On the permission side: don't disable scopes trying to simplify the setup. The MCP server needs specific scopes to expose its tools correctly. Overly narrow permissions produce partial tool lists and 403 errors mid-session that look like Inspector bugs.
Completing the OAuth Flow and Entering Credentials in Inspector
In the Inspector UI, enter your Client ID, Client Secret, and the proxy session token in the authentication configuration section before clicking Connect. That sequence matters. Clicking Connect first and expecting to enter credentials in a popup is not how the flow works.
Once you click Connect with credentials in place, Inspector triggers the browser-based consent screen. Complete the login and accept the permissions. After that redirect, Inspector holds an active session token and you can proceed to the Tools tab.
The proxy session token is the piece most people overlook. It's separate from the OAuth client credentials. It's what allows Inspector's proxy layer to maintain the session between your browser and the MCP server. Leave it blank and you'll get a "token missing" error even though the server endpoint is perfectly reachable and the OAuth credentials are correct.
That is where the ticket usually starts.
How to Test MCP Servers: Tool Discovery and Running Tools
Once connected, the core testing workflow is three steps: Connect, List Tools, Run Tool. That sequence is the whole thing. What makes it useful is reading what comes back carefully at each step.
A successful connection shows a green status indicator in Inspector with the server name and protocol version visible. If you see that, you haven't finished testing - you've finished connecting. The testing starts now.
Using the Tools Tab to List and Inspect Tool Schemas
Click List Tools in the Tools tab. Inspector sends the MCP tools/list request to your server and renders the response - tool names, descriptions, and the full JSON schema for each tool's parameters.
This is where you validate several things at once. Are the tool names correct? Are the parameter descriptions accurate? Do required parameters show as required in the schema? Is the input schema what your server actually expects?

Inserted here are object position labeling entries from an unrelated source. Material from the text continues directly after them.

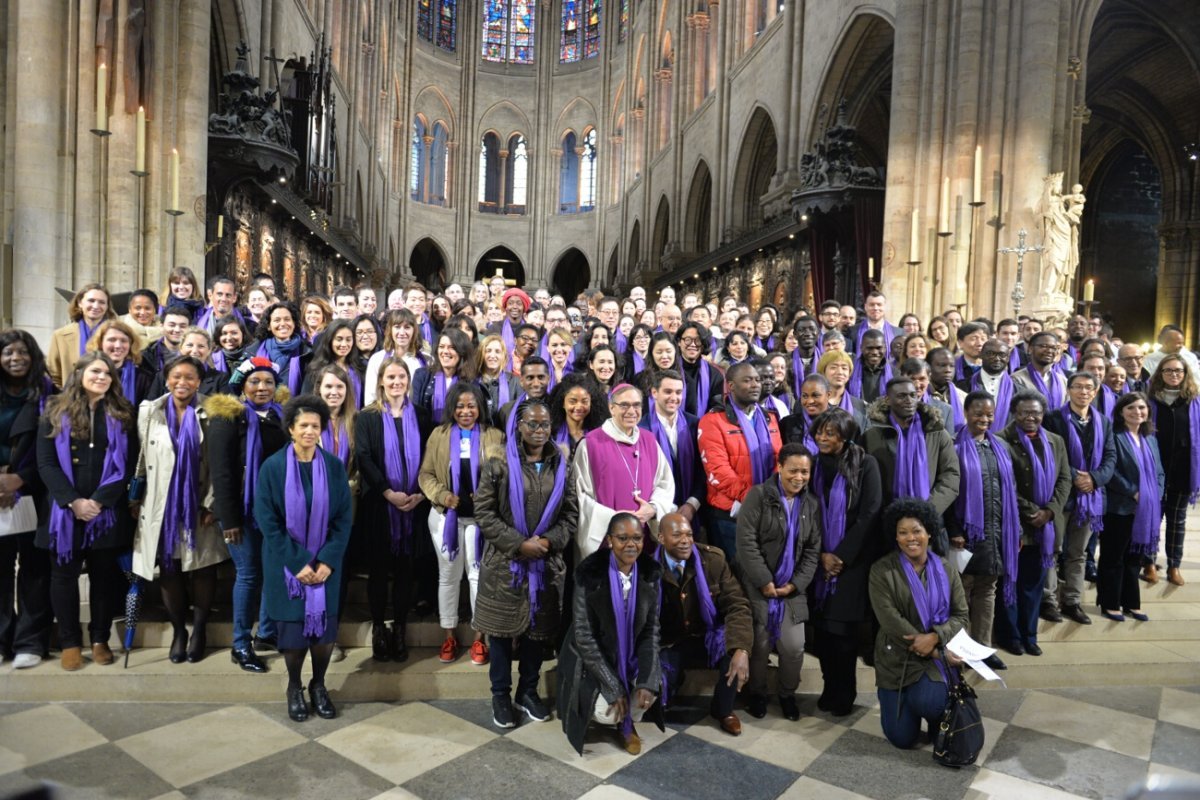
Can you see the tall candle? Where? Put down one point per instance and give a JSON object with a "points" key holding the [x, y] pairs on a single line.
{"points": [[943, 210], [174, 180], [915, 240], [102, 97], [139, 158], [977, 191]]}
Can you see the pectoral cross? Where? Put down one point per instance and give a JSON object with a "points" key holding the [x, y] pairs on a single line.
{"points": [[1020, 250]]}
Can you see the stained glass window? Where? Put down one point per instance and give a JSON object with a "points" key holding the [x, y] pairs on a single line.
{"points": [[581, 30], [509, 30], [436, 22]]}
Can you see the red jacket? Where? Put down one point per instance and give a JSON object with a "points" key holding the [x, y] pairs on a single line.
{"points": [[726, 456]]}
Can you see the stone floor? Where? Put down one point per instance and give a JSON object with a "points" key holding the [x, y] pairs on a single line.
{"points": [[1090, 743]]}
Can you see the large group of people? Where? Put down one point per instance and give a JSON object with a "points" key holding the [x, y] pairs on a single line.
{"points": [[634, 487]]}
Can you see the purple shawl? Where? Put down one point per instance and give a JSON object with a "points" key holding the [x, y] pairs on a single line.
{"points": [[181, 513], [1045, 470], [309, 527], [685, 449], [61, 525], [1089, 505], [757, 433], [521, 569], [912, 459], [1149, 515], [401, 468], [450, 524], [969, 505], [627, 648], [786, 566], [253, 452], [833, 515]]}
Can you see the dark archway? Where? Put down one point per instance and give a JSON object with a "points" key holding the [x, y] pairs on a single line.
{"points": [[429, 264], [501, 258], [697, 222], [571, 274], [754, 170], [661, 233]]}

For servers exposing multiple tool namespaces (common with Ontology MCP servers or any server that wraps multiple backend APIs), the tool list is how you confirm namespace boundaries are working. A schema that shows the wrong parameter type for a tool is a server bug, and you'd rather find it here than in a production agent that silently passes the wrong type and gets back garbage.

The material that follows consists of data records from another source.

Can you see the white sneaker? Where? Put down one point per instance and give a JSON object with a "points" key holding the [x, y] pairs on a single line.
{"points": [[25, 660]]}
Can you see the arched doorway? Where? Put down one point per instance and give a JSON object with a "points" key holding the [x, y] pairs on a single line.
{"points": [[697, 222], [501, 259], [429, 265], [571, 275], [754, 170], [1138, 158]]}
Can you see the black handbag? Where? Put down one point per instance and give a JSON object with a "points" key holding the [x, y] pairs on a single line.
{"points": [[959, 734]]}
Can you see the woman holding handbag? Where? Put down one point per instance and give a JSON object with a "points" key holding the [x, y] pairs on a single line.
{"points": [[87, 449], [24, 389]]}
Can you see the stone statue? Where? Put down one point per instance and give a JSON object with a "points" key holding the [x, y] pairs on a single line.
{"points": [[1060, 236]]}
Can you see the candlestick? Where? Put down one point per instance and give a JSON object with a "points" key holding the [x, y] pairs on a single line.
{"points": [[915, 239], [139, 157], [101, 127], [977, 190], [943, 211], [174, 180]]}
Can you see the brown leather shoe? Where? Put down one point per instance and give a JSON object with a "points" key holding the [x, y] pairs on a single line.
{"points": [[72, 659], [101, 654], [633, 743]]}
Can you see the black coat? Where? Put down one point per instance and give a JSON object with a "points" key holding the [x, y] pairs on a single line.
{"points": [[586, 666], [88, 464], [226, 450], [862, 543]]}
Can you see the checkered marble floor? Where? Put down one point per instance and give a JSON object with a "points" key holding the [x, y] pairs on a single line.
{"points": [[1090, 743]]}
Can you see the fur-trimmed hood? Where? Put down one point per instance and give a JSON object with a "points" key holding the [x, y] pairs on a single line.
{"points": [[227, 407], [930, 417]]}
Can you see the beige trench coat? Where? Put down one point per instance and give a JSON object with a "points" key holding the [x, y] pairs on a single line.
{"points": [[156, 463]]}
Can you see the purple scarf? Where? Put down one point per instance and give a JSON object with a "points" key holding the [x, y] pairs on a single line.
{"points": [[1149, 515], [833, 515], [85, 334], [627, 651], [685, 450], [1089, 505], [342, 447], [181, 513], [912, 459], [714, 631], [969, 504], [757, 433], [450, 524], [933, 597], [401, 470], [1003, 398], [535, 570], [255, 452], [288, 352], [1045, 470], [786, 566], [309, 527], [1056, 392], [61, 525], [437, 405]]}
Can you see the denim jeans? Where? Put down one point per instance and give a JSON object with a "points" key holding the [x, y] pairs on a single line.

Inspect the raw JSON schema directly in Inspector before running anything. It takes 30 seconds and it's caught real bugs that wouldn't have appeared until the third or fourth tool invocation.
Running a Tool and Reading the Response in Real Time
Select a tool from the list. Inspector renders a form based on the tool's input schema - fill in the required parameters, add any optional ones relevant to your test, and click Run Tool.
Inspector displays the raw request payload it sent and the raw response it received. Read both. The request shows you what Inspector actually serialized from your parameter inputs (useful for catching type coercions). The response shows the full server output, including any error payload.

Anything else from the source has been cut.